My hon. and gallant Friend asked, first of all, that an independent tribunal should be appointed to consider these cases. At first I thought the independent tribunal was to decide these cases, but as his speech proceeded I gathered that it was to be of an advisory character. As I have pointed out, it is not the sentiments or the feelings of the wife with which we are mainly concerned; it is the feelings and sentiments of the husband. Those sentiments have in all cases been subject to very careful inquiries in the Home Office, and in almost all these alien cases there has been one or more hearings by the tribunal.

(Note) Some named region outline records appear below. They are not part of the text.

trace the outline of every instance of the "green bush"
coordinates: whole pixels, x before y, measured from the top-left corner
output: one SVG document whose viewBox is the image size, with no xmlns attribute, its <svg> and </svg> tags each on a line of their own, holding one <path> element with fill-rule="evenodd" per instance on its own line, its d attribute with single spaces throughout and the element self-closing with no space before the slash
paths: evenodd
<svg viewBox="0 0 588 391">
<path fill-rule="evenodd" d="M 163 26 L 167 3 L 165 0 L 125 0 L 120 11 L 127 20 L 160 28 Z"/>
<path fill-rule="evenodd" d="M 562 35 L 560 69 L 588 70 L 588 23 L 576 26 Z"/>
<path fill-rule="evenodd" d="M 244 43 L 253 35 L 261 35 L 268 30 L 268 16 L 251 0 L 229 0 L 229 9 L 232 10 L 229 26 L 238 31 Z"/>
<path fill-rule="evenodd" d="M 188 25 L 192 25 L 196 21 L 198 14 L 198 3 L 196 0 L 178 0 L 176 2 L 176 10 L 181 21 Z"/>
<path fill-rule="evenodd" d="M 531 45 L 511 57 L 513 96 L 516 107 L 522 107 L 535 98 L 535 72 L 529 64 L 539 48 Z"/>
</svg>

Therefore, a new advisory tribunal would not assist us in deciding these difficult cases. My hon. and gallant Friend suggested that in the course of the correspondence he had with the Home Office it was shown that we were not prepared to consider cases where influence or pressure might be thought to have been brought to bear. My hon. and gallant Friend said, "If you cannot deal with this case in accordance with your policy, can you deal with it exceptionally?" In reply to that letter we said "We cannot deal with any case, in a difficult matter of this kind, exceptionally." We can only deal with cases on principle, because if we were to deal with cases exceptionally the suggestion might come about that we had acted in response to pressure. I can assure my hon. and gallant Friend that there was nothing further from our minds than to suggest that if he or any Member of this House should put forward a case, that case was in any way prejudiced.

It being half-past Five o'Clock, Mr. DEPUTY-SPEAKER adjourned the House, without Question put, pursuant to the Standing Order.